NAMLE, an umbrella organization with 6,500 members and 82 organizing partners backed by censorship big tech and progressive groups like the Tides Foundation, defines media literacy in the same painful terms as New Jersey. It suggests that teaching media literacy forces students to ask fundamental questions about the nature and intent of the content they encounter and the motives of its producers.

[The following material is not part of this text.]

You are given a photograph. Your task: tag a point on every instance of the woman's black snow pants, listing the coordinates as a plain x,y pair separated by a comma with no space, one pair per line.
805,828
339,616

But the events it convenes each year have a distinctly progressive edge. NAMLE dedicated its 2021 annual conference to media literacy and social justice. Critical Media Literacy, a pedagogy with Marxist roots similar to critical race theory, was part of 17 presentations during the conference, and NAMLE counts among its partners the leading institutional proponent of such pedagogy, the Critical Media Project.
Other conferences have similarly promoted critical media literacy, linked media literacy to diversity, equity and inclusion, and suggested that media literacy should inspire progressive activism.
A selection of NAMLE’s suggested references on “Race, Justice and Social Justice” are: Education Weeks “Teaching Math Through a Social Justice Lens”; “Teach the History of Policing,” a resource from the Howard Zinn-affiliated Zinn Education Project; and PBS’s “Three Ways to Teach the Insurrection at the US Capitol.”
NAMLE’s partner, Media Literacy Now, has helped pass 20 media literacy bills in 10 states. Like NAMLE, it recommends resources on Race & Social Justice – including the Critical Media Project – as well as on Gender.
One of his contributors, whose resources he recommends, provides an “Interactive Media Bias Chart” that suggests this The New York Times, PoliticallyAnd Washington Post are among the most reliable of the 30,000 sources it covers and have a “moderate or balanced bias”. The most reliable source for her ratings is NBC News, which absurdly positions her as slightly “right-wing.”
A cursory review of media literacy materials sponsored by states that have instituted such training reveals work by the Critical Media Project and literature that suggests that students should criticize media through a distinctly left-wing prism.
While there are many references throughout the canon of media literacy that point students to leftist sources and exhortations to filter information with a leftist lens, it is difficult to find material that points in the opposite direction.
That the Deep State has embedded media literacy in national security policies and made combating wrongthink an imperative on the view that disinformation threatens the homeland should only draw further scrutiny of its incorporation into our nation’s schools.
Children should have a healthy skepticism about the content they consume.
But it seems that instantiation in media literacy turns out to be much more a recipe for indoctrination than a tool for such education.
Ben Weingarten is an editor at RealClearInvestigations. He also contributes The FederalistThe New York Post, The Epoch Times, and other publications. Subscribe to his newsletter at weingarten.substack.com and follow him on Twitter: @bhweingarten.
The views expressed in this article are the author’s own.